Il s’agit d’un divorce contentieux encadré par la loi, destiné aux situations où la rupture est déjà consommée dans les faits.

Fondement juridique

Le divorce pour altération définitive du lien conjugal est prévu par les articles 237 et 238 du Code civil. Il peut être demandé lorsque la communauté de vie a cessé depuis au moins un an au moment de l’introduction de la demande en divorce.

Notion d’altération définitive

La loi ne sanctionne pas un comportement : elle constate la disparition du lien conjugal.

Deux éléments sont nécessaires :

  • rupture matérielle : fin de la cohabitation,
  • rupture affective : absence de volonté de reprise de la vie commune.

La séparation doit être stable et durable. Il ne s’agit pas d’une crise temporaire mais d’une désunion installée. La preuve peut être rapportée par tous moyens : attestations, domiciles distincts, documents administratifs, témoignages.

Condition de délai : une année de séparation

Le délai légal d’un an constitue la pierre angulaire de cette procédure.

Ce délai court à partir :

  • du départ du domicile conjugal,
  • ou de la cessation effective de la communauté de vie.

Il doit être acquis au jour de l’assignation en divorce. Une séparation insuffisamment ancienne entraîne le rejet de la demande.

Ce mécanisme évite les divorces précipités tout en reconnaissant juridiquement les ruptures installées.

Déroulement de la procédure judiciaire

Le divorce pour altération définitive relève du juge aux affaires familiales.

Étapes principales :
  1. Saisine du tribunal judiciaire par avocat
  2. Audience d’orientation
  3. Vérification du délai légal
  4. Instruction du dossier
  5. Jugement fixant les conséquences du divorce

Le juge ne recherche aucune faute. Il organise uniquement les effets pratiques de la séparation.

Pouvoirs du juge

Le magistrat statue sur :

  • résidence des enfants,
  • autorité parentale,
  • pension alimentaire,
  • prestation compensatoire,
  • partage des biens.

La rupture étant juridiquement acquise, le débat porte uniquement sur l’équilibre des conséquences.

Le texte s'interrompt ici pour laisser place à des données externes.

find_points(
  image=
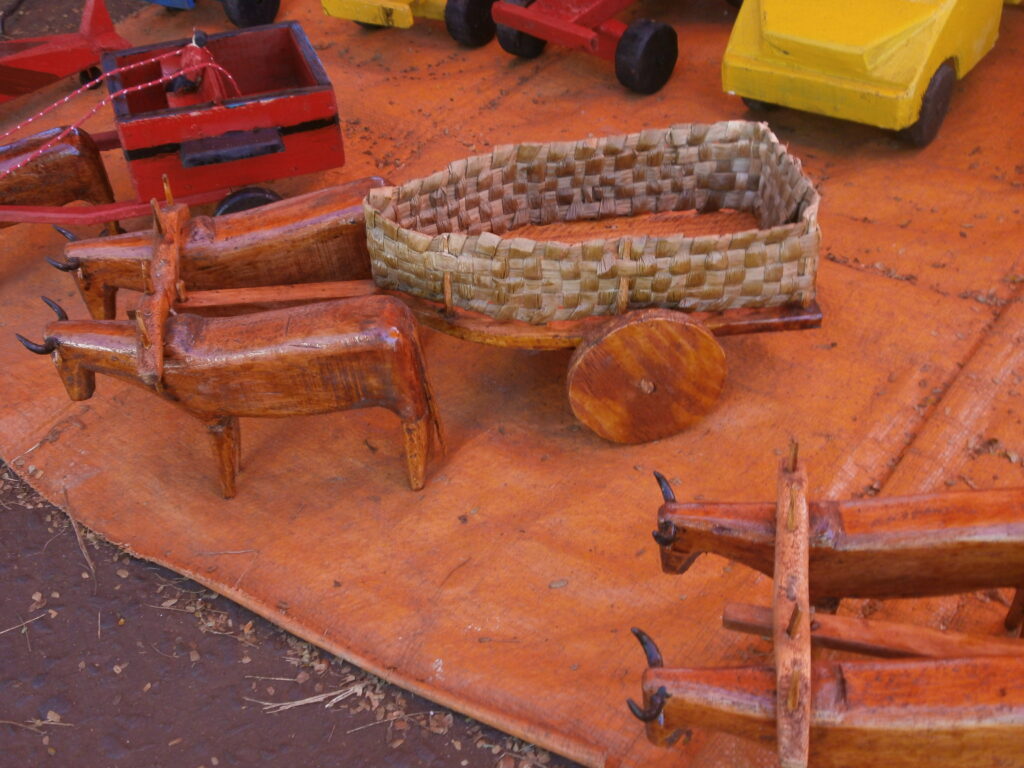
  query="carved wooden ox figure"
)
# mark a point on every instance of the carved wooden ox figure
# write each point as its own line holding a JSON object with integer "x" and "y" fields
{"x": 70, "y": 170}
{"x": 941, "y": 713}
{"x": 306, "y": 359}
{"x": 887, "y": 547}
{"x": 311, "y": 238}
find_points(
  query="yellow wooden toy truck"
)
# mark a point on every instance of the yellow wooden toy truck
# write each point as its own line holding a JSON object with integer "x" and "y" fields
{"x": 892, "y": 64}
{"x": 468, "y": 22}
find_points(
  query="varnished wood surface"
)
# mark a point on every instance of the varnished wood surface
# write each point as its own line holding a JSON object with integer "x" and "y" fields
{"x": 904, "y": 714}
{"x": 888, "y": 547}
{"x": 913, "y": 369}
{"x": 876, "y": 638}
{"x": 311, "y": 238}
{"x": 300, "y": 360}
{"x": 645, "y": 376}
{"x": 69, "y": 171}
{"x": 792, "y": 615}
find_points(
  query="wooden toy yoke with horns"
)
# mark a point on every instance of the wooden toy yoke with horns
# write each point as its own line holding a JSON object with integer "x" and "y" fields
{"x": 915, "y": 546}
{"x": 311, "y": 238}
{"x": 304, "y": 359}
{"x": 960, "y": 702}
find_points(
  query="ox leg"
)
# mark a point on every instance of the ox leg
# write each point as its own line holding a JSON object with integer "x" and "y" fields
{"x": 1016, "y": 612}
{"x": 100, "y": 300}
{"x": 417, "y": 438}
{"x": 826, "y": 604}
{"x": 226, "y": 448}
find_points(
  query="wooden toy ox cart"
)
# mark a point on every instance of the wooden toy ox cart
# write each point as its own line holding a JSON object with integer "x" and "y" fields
{"x": 445, "y": 245}
{"x": 936, "y": 698}
{"x": 237, "y": 109}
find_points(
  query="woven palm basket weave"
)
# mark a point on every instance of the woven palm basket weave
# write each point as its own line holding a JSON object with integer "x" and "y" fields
{"x": 462, "y": 220}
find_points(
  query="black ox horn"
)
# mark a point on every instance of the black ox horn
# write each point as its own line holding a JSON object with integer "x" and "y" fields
{"x": 45, "y": 348}
{"x": 67, "y": 266}
{"x": 654, "y": 711}
{"x": 667, "y": 493}
{"x": 61, "y": 314}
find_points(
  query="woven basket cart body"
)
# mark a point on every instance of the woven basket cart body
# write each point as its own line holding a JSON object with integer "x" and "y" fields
{"x": 458, "y": 228}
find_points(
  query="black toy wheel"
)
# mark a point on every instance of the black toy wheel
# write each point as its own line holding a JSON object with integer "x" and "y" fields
{"x": 756, "y": 104}
{"x": 251, "y": 12}
{"x": 519, "y": 43}
{"x": 87, "y": 76}
{"x": 469, "y": 22}
{"x": 645, "y": 55}
{"x": 246, "y": 198}
{"x": 933, "y": 107}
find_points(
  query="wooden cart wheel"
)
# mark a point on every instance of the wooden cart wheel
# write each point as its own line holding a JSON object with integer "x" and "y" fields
{"x": 469, "y": 22}
{"x": 251, "y": 12}
{"x": 645, "y": 376}
{"x": 519, "y": 43}
{"x": 934, "y": 105}
{"x": 645, "y": 55}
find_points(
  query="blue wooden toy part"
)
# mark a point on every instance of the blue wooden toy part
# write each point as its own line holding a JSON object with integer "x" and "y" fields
{"x": 183, "y": 4}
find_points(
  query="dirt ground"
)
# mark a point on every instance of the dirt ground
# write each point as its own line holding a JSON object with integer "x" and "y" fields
{"x": 110, "y": 660}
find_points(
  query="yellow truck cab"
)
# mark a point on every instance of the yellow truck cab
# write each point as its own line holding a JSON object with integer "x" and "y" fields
{"x": 890, "y": 64}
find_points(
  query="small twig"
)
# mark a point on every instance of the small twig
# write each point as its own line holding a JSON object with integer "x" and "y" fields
{"x": 20, "y": 725}
{"x": 154, "y": 646}
{"x": 81, "y": 544}
{"x": 23, "y": 624}
{"x": 242, "y": 640}
{"x": 55, "y": 536}
{"x": 332, "y": 697}
{"x": 281, "y": 679}
{"x": 161, "y": 607}
{"x": 391, "y": 720}
{"x": 227, "y": 552}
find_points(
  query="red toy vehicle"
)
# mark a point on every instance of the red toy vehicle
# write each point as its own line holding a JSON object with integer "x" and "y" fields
{"x": 31, "y": 64}
{"x": 240, "y": 108}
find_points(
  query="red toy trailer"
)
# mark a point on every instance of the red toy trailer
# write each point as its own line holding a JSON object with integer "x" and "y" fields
{"x": 257, "y": 105}
{"x": 31, "y": 64}
{"x": 644, "y": 52}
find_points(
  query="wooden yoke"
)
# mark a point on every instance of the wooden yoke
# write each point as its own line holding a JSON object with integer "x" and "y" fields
{"x": 791, "y": 615}
{"x": 163, "y": 289}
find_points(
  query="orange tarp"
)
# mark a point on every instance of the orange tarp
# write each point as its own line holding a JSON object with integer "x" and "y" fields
{"x": 507, "y": 588}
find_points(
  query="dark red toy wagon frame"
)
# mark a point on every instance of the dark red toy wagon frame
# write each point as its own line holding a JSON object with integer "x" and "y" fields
{"x": 283, "y": 121}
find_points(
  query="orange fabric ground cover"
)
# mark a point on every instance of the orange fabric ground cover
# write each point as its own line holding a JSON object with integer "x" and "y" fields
{"x": 506, "y": 589}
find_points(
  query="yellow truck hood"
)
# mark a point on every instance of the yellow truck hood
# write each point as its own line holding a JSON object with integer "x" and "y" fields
{"x": 856, "y": 36}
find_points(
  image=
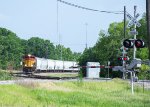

Le juge veille à la protection des enfants et à l’équité financière entre les ex époux.

Possibilités d’évolution de la procédure

La loi autorise des passerelles entre procédures.

À tout moment, les époux peuvent :

  • transformer la procédure en divorce accepté,
  • ou basculer vers un divorce par consentement mutuel.

Le système favorise ainsi les accords lorsque le dialogue devient possible.

Sécurité juridique et intérêt pratique

Cette forme de divorce offre une solution lorsque :

  • un époux refuse tout accord,
  • aucune faute ne peut ou ne doit être invoquée,
  • la séparation dure depuis longtemps.

Elle évite le conflit accusatoire du divorce pour faute tout en permettant de trancher juridiquement une situation figée.

Un divorce fondé sur la réalité des faits

Le divorce pour altération définitive reconnaît une évidence : un mariage peut être juridiquement vivant mais humainement terminé.

La loi prend acte de cette rupture de fait pour offrir une issue judiciaire structurée, protectrice et encadrée.